Employee Ranking Systems LO17440

Mon, 16 Mar 1998 22:52:05 -0800

Replying to LO17219 --

Concerned about the heat to light ratio of this thread, Rick writes:
> [Host's Note: Hmm... Let's step back and notice what's happening here.
> Notice some of the feelings and how they are expressed after a long
> exchange which didn't convince either "side" to change their mind. Now,
> from long experience, I am absolutely sure that Rol *is* open to new ideas
> and that Roxanne *is* respectful of others' opinions, and the clash is not
> that anyone is just stubborn. It strikes me that there is something big
> going on here. If we are serious about this, we'll go for it, but what is
> it? What would it take to make a break through?

> Ben has offered a case study as another avenue. That might be productive.

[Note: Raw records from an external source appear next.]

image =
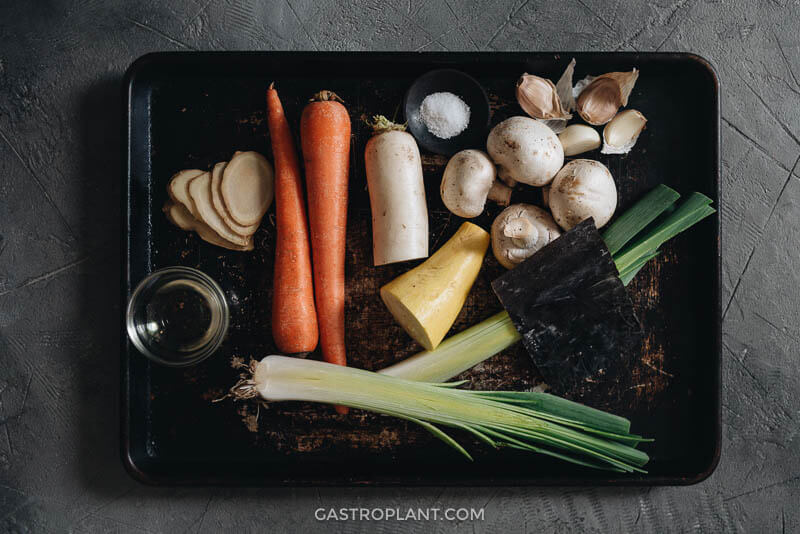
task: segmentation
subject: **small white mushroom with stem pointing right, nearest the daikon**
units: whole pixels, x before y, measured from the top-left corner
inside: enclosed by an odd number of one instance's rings
[[[439,188],[442,202],[459,217],[477,217],[489,198],[508,206],[511,188],[496,181],[497,171],[489,156],[480,150],[462,150],[444,169]]]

> My insertion here is not a gripe about Gene's msg or any other...

> Could someone please try to summarize, and do so fairly, what are the key
> issues here? What's kept this thread so vigorous without a clean
> resolution? I hope we are serious enough to keep at it; I think there's
> gold in here somewhere. ... Rick]

Well, this isn't much of a summary, but:

Point: Fred Nickols has eloquently argued that rating/ranking systems are
too hard to get right, and extremely damaging when you don't, and besides
there are more cost-effective and safer alternatives (I hope that's not
too much of a distortion or oversimplification, Fred).

Counterpoint: Ben Compton stoutly defends his claim that a good ranking
system is not only OK, but essential for a healthy, competitive company
(ditto, Ben).

Other participants seem to cluster around one or the other, or
occasionally offer something in between.

As Rick says, I'd like to step back a bit, and ask some engineer-style
questions about the context of the argument:
- What goals are companies trying to achieve with ranking systems or
alternatives to them?
- What are the constraints under which these goals must be pursued?
- What are the various tools for achieving these goals?
- What are the desired effects of these tools, and what are the avoidable
and unavoidable side effects?
- In what contexts can a given tool be successfully used?

I use the word "tool" loosely here; read "process", "system", "technique",
or whatever works best for you.

Don't take the questions themselves too literally; I'm just trying to
change the focus of the discussion to a cooperative, investigative one
(and maybe even synthetic, if that's not too much to hope for).

As to "What's kept this thread so vigorous without a clean resolution?": I
think it hits close to home with everyone who's ever worked in a company
and been subject to a process that determines their raises. It might be
useful for people to consider, and even post, the feelings that lead them
to be so energetic in arguing their positions.